These issues were up for discussion at the NSI meeting in April 1998 where the contract for administration of the existing TLDs was to be renegotiated. ISOCNZ began looking at ways to put its case and ensure its voice was heard in these important discussions on the future of the Internet. Roger Hicks was a member of the APIA, representing a group of heavyweight commercial concerns in the region. It had gained NGO status on the ITU and was concerned that under the WIPO it could take 30–60 days to register a domain name, in order to allow objections to be raised over potential trademark conflicts. It was opposed to the move so Hicks offered to act as a liaison between APIA and ISOCNZ and report on progress.

Fighting for the future

It was clear that if e-commerce, for example, were to flourish, a stable, predicable Internet environment with a clear distinction between trademarks and domain names was needed. There were concerns at the lack of consultation in the way the IAHC had been set up, the large cost involved in establishing a registry, and the overall issue of accountability for running the Internet, including quality of service issues. In all of this the small country code managers seemed to be railroaded, almost as if their views didn’t count.

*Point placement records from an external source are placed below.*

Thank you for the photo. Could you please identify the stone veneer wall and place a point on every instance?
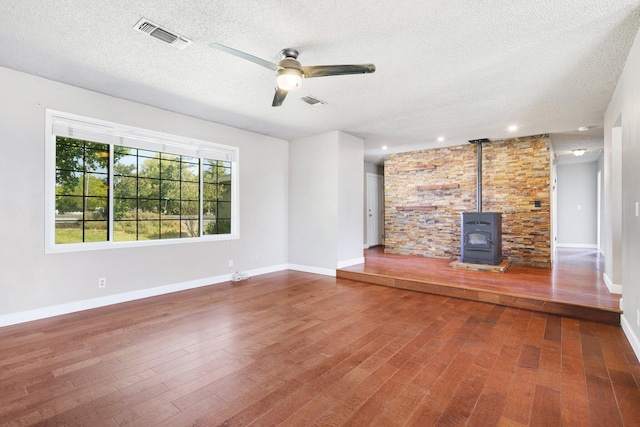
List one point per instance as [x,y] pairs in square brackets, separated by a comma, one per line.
[426,191]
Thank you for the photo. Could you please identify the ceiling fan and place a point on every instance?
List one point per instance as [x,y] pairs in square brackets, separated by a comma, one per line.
[290,72]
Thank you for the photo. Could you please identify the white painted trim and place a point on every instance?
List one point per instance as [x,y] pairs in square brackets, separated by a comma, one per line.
[577,245]
[350,262]
[315,270]
[72,307]
[613,288]
[631,336]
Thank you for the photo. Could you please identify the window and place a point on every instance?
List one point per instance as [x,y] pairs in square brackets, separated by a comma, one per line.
[119,186]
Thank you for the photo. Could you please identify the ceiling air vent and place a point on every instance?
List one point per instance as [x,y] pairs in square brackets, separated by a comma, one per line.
[313,101]
[154,30]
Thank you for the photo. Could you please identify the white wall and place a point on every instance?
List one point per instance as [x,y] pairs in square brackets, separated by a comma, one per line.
[31,280]
[577,204]
[325,210]
[625,103]
[350,197]
[313,205]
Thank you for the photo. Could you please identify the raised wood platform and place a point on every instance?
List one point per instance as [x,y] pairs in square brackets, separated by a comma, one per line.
[573,287]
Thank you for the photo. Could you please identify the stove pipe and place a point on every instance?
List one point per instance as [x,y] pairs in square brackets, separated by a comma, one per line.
[479,143]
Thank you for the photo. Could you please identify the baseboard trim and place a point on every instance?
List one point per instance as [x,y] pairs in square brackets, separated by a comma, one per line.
[314,270]
[577,245]
[350,262]
[73,307]
[613,288]
[631,336]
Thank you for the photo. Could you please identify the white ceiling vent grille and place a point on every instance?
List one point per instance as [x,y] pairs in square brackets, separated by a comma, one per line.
[313,101]
[154,30]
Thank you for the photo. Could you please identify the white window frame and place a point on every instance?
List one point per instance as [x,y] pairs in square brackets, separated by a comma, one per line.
[59,123]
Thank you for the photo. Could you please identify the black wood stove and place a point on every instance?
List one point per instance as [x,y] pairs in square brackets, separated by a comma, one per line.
[481,240]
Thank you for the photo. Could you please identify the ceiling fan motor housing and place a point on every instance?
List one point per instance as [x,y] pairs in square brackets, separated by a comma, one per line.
[289,77]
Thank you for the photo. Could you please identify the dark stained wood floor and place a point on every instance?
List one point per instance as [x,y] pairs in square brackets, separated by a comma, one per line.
[298,349]
[573,287]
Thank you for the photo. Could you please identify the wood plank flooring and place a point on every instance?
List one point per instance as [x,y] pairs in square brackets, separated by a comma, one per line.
[298,349]
[573,287]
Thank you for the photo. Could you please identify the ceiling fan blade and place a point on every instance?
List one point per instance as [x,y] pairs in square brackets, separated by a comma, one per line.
[278,98]
[243,55]
[337,70]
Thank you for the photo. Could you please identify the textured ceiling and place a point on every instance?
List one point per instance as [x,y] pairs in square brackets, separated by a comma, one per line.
[461,70]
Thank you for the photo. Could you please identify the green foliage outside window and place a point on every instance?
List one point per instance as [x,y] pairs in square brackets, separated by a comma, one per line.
[155,195]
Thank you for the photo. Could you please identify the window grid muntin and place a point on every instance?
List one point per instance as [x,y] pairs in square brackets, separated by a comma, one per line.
[165,163]
[85,173]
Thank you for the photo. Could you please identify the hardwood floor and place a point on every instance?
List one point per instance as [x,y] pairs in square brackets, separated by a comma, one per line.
[573,287]
[299,349]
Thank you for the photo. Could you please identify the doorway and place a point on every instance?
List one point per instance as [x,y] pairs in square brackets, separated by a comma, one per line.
[375,210]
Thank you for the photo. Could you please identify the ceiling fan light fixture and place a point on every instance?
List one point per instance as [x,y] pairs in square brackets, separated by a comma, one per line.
[289,79]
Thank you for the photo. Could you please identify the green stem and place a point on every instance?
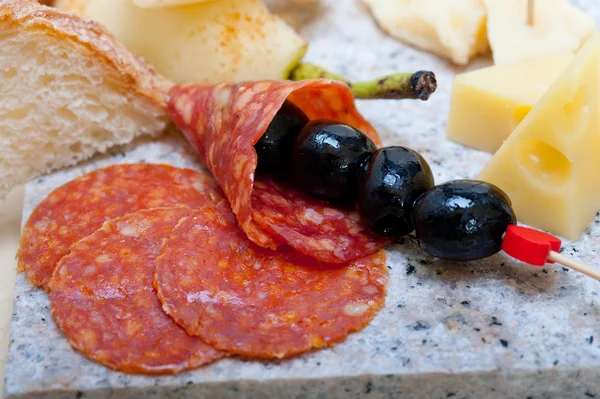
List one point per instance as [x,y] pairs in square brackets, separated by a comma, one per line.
[419,85]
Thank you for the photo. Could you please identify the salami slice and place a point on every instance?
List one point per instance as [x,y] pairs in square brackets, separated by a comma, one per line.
[223,122]
[79,208]
[253,301]
[102,298]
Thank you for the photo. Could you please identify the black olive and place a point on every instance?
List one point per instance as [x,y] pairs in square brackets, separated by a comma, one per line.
[394,179]
[326,158]
[462,220]
[275,146]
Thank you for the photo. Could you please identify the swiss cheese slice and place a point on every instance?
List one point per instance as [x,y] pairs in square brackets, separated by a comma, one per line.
[557,26]
[550,165]
[454,29]
[488,104]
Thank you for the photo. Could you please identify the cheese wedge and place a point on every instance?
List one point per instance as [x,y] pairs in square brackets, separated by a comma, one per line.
[557,27]
[488,104]
[550,165]
[454,29]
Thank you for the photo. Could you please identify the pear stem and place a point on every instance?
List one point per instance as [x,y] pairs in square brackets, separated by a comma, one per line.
[419,85]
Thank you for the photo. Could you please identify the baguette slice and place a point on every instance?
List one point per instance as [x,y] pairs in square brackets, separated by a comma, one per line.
[69,90]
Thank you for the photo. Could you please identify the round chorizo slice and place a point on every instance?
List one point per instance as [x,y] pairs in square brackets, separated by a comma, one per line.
[244,299]
[79,208]
[103,299]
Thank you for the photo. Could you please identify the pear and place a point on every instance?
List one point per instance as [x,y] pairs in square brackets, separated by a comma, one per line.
[227,40]
[164,3]
[204,42]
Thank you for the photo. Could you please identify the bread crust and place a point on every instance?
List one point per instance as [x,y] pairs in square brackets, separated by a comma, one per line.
[134,72]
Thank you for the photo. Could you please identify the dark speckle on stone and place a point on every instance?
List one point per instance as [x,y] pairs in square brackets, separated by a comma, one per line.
[368,387]
[419,326]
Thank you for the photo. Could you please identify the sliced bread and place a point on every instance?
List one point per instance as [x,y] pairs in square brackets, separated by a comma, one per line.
[69,90]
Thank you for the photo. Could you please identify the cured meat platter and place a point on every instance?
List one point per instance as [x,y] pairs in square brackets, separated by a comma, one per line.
[489,328]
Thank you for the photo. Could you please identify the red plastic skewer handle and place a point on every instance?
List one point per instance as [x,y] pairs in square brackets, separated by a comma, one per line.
[529,245]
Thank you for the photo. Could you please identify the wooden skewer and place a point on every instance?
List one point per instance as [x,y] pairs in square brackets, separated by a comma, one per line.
[530,11]
[573,264]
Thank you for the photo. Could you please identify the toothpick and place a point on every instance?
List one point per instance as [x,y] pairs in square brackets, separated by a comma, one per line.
[573,264]
[530,11]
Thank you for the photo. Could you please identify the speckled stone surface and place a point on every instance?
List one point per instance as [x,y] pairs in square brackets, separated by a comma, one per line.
[488,329]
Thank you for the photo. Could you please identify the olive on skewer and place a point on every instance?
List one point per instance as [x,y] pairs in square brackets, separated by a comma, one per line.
[326,157]
[394,193]
[388,186]
[275,146]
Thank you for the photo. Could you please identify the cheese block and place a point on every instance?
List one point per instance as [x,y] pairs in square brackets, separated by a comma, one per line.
[453,29]
[206,42]
[550,166]
[557,26]
[488,104]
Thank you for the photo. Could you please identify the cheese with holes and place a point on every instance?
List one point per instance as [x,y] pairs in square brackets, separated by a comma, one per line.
[488,104]
[550,166]
[557,26]
[453,29]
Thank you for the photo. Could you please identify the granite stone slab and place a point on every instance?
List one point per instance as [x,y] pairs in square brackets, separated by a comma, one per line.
[488,329]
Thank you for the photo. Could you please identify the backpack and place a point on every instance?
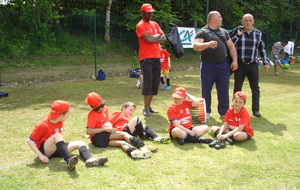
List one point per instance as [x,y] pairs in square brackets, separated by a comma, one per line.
[135,72]
[101,75]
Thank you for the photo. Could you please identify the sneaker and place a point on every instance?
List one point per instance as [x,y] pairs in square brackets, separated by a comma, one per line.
[149,148]
[180,141]
[140,154]
[220,144]
[163,86]
[213,143]
[138,84]
[205,140]
[230,141]
[161,140]
[207,116]
[153,110]
[146,112]
[95,161]
[71,162]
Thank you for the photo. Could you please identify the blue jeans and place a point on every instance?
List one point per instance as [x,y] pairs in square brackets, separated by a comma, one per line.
[219,74]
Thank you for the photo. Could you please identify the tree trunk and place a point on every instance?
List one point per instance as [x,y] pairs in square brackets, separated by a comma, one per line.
[107,22]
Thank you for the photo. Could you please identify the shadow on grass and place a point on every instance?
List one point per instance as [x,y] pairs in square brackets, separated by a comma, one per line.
[55,165]
[264,125]
[249,144]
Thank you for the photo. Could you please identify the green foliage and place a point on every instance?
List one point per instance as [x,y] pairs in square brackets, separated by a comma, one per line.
[268,161]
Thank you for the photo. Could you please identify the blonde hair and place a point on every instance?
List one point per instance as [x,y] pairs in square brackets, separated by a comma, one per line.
[128,104]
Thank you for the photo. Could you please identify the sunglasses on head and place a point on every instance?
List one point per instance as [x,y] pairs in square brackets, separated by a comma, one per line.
[99,107]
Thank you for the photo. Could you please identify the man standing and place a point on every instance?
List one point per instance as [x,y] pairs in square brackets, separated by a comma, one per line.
[149,35]
[248,42]
[213,41]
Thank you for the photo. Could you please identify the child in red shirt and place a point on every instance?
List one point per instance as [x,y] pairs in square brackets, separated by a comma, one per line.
[102,134]
[237,122]
[134,127]
[165,64]
[46,139]
[180,118]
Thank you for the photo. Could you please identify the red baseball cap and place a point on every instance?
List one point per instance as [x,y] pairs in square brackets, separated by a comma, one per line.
[147,8]
[58,107]
[93,99]
[179,92]
[240,94]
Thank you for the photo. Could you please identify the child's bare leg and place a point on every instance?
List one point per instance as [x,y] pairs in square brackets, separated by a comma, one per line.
[201,130]
[240,136]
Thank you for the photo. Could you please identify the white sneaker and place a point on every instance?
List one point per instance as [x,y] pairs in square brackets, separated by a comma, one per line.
[207,116]
[140,154]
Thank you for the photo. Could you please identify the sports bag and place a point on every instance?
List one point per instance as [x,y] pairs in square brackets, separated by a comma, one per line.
[101,75]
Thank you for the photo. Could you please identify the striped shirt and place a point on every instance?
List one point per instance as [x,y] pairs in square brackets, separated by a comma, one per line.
[249,46]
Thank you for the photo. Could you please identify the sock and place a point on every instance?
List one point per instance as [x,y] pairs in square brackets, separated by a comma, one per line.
[62,149]
[149,132]
[85,153]
[190,138]
[129,150]
[136,142]
[140,129]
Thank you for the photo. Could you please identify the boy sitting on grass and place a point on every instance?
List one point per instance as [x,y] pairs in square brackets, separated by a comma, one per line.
[237,123]
[134,127]
[102,134]
[46,139]
[180,118]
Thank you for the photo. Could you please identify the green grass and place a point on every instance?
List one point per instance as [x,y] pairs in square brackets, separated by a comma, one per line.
[268,161]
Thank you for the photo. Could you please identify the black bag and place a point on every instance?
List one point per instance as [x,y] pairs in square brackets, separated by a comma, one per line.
[135,72]
[174,39]
[101,75]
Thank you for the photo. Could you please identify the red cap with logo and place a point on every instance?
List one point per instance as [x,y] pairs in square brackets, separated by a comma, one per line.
[147,8]
[179,92]
[240,94]
[58,107]
[93,99]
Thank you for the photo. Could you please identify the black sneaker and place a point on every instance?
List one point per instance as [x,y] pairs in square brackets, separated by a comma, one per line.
[95,161]
[214,142]
[230,141]
[205,140]
[220,144]
[180,141]
[71,162]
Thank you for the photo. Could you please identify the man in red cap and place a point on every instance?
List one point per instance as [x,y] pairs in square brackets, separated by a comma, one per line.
[180,118]
[46,139]
[149,36]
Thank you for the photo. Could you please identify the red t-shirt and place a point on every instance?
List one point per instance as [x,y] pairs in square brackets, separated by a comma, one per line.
[44,130]
[164,61]
[148,50]
[242,118]
[97,119]
[181,113]
[119,120]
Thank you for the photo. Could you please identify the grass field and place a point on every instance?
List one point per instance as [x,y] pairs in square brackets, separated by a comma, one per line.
[271,160]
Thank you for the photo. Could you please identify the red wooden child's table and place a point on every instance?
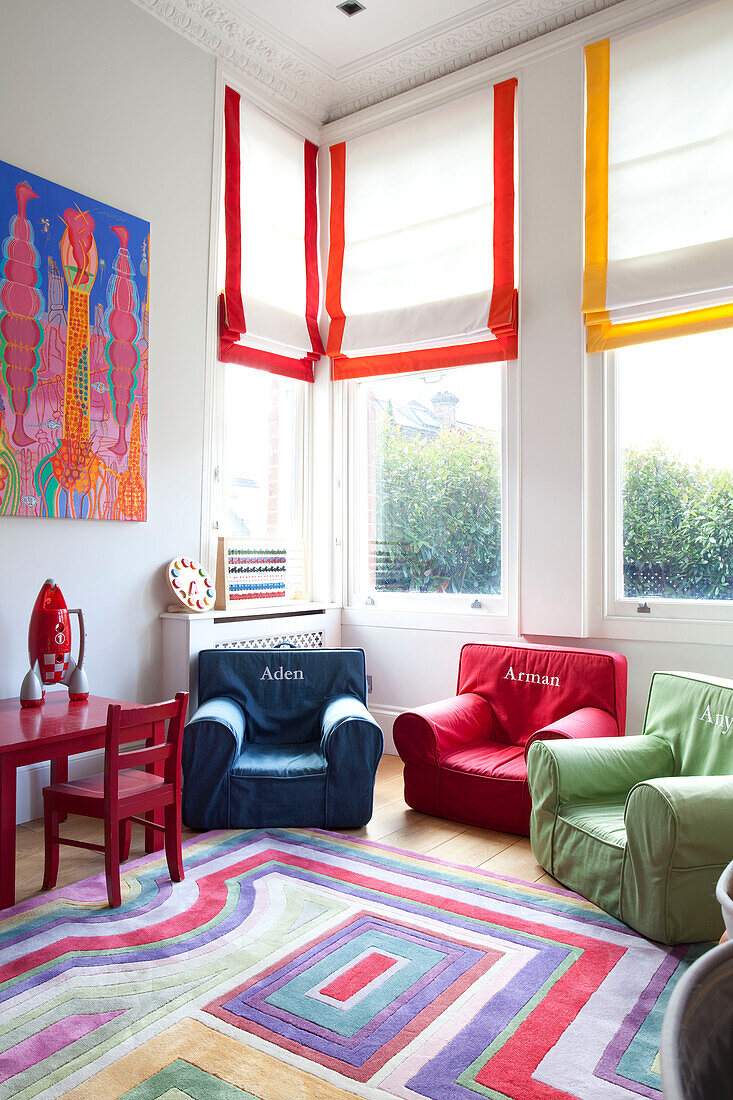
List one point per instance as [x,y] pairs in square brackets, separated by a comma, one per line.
[51,732]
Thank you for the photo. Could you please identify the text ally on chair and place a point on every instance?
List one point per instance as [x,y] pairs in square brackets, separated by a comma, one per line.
[465,756]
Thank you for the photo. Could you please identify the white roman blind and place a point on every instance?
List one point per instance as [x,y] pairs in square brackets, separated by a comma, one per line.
[422,241]
[659,180]
[270,301]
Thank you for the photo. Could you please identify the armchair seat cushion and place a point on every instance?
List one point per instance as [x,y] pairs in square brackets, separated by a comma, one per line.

Domainz chief executive Patrick O’Brien saw common issues plaguing other national registries and believed it would be useful to have a regional contact group. If such a commercial arrangement could be put in place Domainz might be able to support Pacific Island and other regional domains. ISOCNZ councillor Andy Linton was particularly interested in the issue as he was the technical contact for six Pacific Islands registries as well as Nepal.[24]

The IAHC had its ambitions curbed when a US Government greenpaper issued in January 1998 sought wider discussion on core Internet governance issues. In the follow-up whitepaper in April, US policy was set out regarding privatisation of, among other things, the domain name system, suggesting ‘a global industry-led, government-free, self-regulating not-for profit’ entity be established to manage and co-ordinate policy for allocating blocks of IP addresses to regional registries. It would also oversee the Internet Root Server system, policies for creating new domains, and co-ordinate Internet technical parameters.

Debate continued over the possible outcomes once US Government funding for IANA ceased, the overarching possibility being that if the various meetings couldn’t agree, the US Commerce Department might follow through with its threats to create the necessary infrastructure itself. The whitepaper was discussed in meetings around the world in the International Forum on the Whitepaper (IFWP), which brought all the country code managers, address registry managers, governments, and civil society together for the first time to grapple with the issue of a global governance structure for the Internet. A series of five meetings were held. WIPO was concurrently conducting its global circuit of discussions seeking support for its recommendations on trademark and domain name dispute resolutions.

New Zealand made submissions at the Sydney meeting, defending its position that domain names should not be related to trademarks in any way, and that dispute resolution should be up to each country to sort out themselves.

Patrick O’Brien and ISOCNZ chairman Jim Higgins attended both the Geneva[25] and Singapore meetings where the devolution of IANA was being discussed. They put forward the New Zealand experience and the actual working model devised by ISOCNZ as a possible solution. The submission was well received, giving New Zealand a relatively high profile at the meetings and within the wider Internet community. The Asia-Pacific Regional ccTLD was established with Korea in the chair. However the World Wide Alliance of Top Level Domains (wwTLD) group was also formed, and despite opposition, including from New Zealand, decided to exclude NSI. The issue then became who the stakeholders were, how voting would work and how the new stakeholders in Internet governance would be represented. The next meeting in Boston would be the clincher.[26]

Country code challenge

Towards the end of 1998, after the round of meetings had concluded, Jon Postel and several others submitted a draft constitution and bylaws for the private sector entity called for in the whitepaper.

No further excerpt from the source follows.